1956: Robert Manzon driving a Gordini T16 won the Naples Grand Prix held at Posillipo.
1961: Vanwall made its final racing appearance, as John Surtees finished fifth at the Intercontinental Formula International Trophy race in Silverstone, England in the unique rear-engined VW14, known as ‘The Whale’. Vanwall was a motor racing team and racing car constructor that was active in Formula One during the 1950s. Founded by Tony Vandervell, the Vanwall name was derived by combining the name of the team owner with that of his Thinwall bearings produced at the Vandervell Products factory at Acton, London. Originally entering modified Ferraris in non-championship races, Vanwall constructed their first cars to race in the 1954 Formula One season. The team achieved their first race win in the 1957 British Grand Prix, with Stirling Moss and Tony Brooks sharing a VW 5, earning the team the distinction of constructing the first British-built car to win a World Championship race. Vanwall won the inaugural Constructors Championship in 1958, in the process allowing Moss and Brooks to finish second and third in the drivers standings, winning three races each. Vandervell’s failing health meant 1958 would be the last full season; the squad ran cars in a handful of races in the following years, but finished racing in 1961.

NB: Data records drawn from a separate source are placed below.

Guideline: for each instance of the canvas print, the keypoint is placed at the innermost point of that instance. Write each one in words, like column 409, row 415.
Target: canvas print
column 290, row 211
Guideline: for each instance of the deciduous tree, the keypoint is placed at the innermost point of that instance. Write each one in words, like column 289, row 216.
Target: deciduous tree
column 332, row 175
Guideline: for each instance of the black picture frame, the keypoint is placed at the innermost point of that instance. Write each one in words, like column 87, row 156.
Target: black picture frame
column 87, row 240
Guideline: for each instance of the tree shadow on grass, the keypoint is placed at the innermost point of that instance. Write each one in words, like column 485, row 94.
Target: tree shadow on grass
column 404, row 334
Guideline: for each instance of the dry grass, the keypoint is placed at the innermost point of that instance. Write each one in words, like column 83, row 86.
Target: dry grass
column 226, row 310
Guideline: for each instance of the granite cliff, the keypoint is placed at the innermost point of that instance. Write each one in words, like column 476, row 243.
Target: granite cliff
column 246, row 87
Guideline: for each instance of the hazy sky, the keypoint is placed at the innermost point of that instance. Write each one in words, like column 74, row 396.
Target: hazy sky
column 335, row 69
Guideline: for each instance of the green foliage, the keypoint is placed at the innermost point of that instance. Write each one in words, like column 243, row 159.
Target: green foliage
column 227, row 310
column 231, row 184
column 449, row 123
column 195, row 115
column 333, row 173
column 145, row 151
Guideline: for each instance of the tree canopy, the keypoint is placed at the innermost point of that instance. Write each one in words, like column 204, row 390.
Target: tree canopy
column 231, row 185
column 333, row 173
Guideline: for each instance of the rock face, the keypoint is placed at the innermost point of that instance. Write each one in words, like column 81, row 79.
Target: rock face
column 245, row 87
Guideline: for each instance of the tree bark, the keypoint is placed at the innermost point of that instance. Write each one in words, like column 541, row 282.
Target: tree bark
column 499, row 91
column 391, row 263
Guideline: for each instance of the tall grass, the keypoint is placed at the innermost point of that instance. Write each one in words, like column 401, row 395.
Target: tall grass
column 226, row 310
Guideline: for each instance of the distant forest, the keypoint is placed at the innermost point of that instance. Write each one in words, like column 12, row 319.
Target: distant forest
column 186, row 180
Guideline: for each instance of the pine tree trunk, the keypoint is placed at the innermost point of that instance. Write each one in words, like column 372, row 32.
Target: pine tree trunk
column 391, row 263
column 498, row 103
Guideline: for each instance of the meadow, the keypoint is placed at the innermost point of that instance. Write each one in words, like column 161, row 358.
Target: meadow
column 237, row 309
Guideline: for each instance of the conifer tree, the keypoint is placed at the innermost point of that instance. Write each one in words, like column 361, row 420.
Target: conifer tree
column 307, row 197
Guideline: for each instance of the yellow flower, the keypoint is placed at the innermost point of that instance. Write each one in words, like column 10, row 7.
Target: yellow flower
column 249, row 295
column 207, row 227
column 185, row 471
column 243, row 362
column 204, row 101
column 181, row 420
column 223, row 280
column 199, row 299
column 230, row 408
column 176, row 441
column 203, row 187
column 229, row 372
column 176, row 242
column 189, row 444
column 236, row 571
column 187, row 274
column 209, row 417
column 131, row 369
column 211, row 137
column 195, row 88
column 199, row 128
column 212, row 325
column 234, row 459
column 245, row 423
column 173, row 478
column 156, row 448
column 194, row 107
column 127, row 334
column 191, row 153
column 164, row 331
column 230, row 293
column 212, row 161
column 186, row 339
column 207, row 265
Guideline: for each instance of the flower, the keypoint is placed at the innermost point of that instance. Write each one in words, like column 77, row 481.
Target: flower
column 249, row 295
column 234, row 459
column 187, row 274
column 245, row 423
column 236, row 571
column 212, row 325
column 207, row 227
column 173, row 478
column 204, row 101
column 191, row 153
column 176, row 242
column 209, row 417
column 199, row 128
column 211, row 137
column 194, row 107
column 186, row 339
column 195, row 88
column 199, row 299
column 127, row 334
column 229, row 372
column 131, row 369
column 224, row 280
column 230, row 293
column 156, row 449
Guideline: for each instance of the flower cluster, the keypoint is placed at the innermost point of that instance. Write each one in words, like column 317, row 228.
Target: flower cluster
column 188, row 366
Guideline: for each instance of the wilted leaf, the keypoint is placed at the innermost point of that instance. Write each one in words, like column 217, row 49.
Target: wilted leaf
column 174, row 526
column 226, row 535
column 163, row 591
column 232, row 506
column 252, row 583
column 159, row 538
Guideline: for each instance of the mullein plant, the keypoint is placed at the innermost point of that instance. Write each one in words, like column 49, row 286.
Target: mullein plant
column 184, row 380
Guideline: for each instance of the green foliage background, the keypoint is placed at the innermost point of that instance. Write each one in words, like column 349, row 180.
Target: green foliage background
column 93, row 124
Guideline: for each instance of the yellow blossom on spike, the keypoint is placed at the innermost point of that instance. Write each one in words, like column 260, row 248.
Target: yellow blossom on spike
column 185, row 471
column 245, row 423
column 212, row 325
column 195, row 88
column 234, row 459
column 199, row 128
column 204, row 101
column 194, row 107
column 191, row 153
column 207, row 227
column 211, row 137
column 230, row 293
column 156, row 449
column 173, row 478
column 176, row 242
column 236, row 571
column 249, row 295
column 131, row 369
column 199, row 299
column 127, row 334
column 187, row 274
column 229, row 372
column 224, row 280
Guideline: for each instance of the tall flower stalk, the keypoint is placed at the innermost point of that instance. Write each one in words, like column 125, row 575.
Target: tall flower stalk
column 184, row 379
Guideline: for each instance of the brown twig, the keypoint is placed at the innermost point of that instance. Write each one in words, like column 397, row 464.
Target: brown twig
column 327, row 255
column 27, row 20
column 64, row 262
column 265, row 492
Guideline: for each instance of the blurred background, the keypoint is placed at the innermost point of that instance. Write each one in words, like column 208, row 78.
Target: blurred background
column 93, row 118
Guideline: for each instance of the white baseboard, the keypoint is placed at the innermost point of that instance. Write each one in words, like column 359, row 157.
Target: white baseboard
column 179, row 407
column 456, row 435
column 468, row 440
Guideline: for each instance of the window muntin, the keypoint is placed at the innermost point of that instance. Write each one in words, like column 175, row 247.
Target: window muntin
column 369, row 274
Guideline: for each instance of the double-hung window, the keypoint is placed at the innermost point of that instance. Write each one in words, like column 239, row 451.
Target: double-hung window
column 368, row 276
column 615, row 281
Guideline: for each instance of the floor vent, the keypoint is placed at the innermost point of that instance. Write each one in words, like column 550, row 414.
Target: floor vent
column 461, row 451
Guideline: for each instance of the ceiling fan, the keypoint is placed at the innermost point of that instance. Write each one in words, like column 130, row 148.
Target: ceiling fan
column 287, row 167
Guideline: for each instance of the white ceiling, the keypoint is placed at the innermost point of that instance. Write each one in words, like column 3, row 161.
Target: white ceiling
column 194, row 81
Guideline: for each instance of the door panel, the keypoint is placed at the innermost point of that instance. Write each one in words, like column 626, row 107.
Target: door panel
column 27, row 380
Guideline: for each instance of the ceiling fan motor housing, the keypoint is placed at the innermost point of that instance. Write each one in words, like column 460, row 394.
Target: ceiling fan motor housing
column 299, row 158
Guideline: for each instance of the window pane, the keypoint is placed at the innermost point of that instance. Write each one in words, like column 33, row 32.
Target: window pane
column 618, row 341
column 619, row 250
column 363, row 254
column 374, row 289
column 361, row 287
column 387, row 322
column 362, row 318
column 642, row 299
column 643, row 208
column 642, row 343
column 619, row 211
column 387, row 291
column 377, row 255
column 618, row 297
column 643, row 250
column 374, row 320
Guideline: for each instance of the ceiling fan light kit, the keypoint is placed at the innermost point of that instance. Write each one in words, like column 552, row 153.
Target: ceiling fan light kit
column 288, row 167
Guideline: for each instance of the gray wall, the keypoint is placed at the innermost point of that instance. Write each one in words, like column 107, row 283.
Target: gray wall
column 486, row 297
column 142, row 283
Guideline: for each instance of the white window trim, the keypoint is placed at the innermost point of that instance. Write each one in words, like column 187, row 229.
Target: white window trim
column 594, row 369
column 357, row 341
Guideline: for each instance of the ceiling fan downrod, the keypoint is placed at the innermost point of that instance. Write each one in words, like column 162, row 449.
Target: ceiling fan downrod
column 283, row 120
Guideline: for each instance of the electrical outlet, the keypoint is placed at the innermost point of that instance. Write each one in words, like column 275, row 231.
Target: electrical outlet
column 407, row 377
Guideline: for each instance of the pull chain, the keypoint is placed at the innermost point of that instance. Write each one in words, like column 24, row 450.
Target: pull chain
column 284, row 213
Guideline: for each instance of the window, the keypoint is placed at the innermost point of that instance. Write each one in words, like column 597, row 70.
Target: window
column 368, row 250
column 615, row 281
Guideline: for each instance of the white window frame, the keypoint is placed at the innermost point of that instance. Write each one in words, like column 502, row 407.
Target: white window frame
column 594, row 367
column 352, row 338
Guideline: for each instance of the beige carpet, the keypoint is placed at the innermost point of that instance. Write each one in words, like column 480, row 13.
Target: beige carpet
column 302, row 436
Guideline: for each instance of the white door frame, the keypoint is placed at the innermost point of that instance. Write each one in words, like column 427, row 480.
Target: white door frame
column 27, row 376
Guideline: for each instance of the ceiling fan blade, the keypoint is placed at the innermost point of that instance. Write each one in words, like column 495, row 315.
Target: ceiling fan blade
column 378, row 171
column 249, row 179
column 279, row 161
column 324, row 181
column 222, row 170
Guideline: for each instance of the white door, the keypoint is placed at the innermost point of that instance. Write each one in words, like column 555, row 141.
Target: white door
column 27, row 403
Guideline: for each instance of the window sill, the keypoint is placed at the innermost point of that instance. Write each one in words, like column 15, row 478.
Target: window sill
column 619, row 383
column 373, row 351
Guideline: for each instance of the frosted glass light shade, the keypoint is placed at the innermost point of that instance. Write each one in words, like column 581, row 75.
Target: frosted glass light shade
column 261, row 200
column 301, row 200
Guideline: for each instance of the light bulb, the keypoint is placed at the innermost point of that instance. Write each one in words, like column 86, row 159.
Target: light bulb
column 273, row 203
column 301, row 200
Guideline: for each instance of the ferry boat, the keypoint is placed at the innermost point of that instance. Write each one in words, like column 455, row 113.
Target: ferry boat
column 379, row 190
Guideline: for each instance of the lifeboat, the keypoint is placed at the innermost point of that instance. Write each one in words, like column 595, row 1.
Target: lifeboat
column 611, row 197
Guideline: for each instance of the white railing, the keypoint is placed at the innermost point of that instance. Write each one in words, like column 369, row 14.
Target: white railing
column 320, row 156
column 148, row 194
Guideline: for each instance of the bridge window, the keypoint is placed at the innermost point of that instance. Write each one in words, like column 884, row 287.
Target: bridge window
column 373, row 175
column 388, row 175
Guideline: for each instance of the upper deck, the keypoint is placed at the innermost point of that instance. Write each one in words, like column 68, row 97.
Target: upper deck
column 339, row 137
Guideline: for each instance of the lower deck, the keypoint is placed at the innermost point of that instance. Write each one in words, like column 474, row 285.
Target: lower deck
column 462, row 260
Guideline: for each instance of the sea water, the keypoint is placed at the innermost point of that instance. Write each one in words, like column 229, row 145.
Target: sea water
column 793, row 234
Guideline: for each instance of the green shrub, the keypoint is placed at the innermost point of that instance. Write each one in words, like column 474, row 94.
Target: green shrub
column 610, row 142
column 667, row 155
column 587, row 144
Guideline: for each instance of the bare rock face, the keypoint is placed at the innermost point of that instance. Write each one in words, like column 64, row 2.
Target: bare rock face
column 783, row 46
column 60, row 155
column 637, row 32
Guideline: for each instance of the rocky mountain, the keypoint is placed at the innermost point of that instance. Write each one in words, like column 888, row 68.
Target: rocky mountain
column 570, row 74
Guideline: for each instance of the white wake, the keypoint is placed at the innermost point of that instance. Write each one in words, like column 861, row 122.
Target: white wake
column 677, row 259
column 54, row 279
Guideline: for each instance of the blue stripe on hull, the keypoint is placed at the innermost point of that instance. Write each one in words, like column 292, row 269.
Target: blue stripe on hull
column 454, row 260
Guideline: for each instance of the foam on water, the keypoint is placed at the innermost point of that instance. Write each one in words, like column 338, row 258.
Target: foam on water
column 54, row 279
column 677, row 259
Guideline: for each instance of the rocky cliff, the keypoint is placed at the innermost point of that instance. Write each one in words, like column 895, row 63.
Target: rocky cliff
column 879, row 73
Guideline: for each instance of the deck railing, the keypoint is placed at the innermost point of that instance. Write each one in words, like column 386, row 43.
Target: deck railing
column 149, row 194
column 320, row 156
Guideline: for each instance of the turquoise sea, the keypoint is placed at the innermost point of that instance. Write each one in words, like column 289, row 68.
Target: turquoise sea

1973: Henri Pescarolo lapped the 8.76 mile the Francorchamps circuit, near Spa, Belgium in 3 min 13.4 sec (average speed 163.086 mph) driving a 2993cc V12 Matra-Simca MS670 Group 5 sports car- to establish a new world speed record for a road race circuit.
1984: McLaren driver, Alain Prost from his outside pole position, won the San Marino Grand Prix in a time of 1:36:52. The only other driver to finish on the same lap was sixth place starter, Rene Arnoux in his Ferrari, 13.4 seconds back. Elio de Angelis in the lotus was third. Thierry Boutsen in his Arrows had a great drive from 20th on the grid to finish fifth behind Derek Warwick in the Renault. Andrea de Cesaris hung in there for sixth after qualifying twelfth. Polesitter Nelson Piquet set the fastest lap of the race in his Brabham but was out on lap 48 with a turbo failure.
1987: Mario Andretti set the one-lap speed record at Indianapolis 500 at 218.204 mph.
1991: NASCAR racer Harry Gant broke his own record to become the oldest man to win a NASCAR race, when he won the Winston 500 at the Alabama Superspeedway in Talladega. At 51, Gant ran the fastest on the circuit’s fastest track. The year 1991 would turn out to be a banner one for Gant. Enroute to finishing a personal record fourth place in the Winston Cup Series point race, Gant earned a new nickname by winning four straight events in the month of September. After he won consecutive races at Darlington, Richmond, Dover Downs, and Martinsville, the stock-car press started calling Gant–previously known as “Handsome” Harry–Mr. September. The four-race string also tied the NASCAR record for most wins over a one-month span.
1995: Brian Gerster won the USAC Midget feature race at Indianapolis Raceway Park.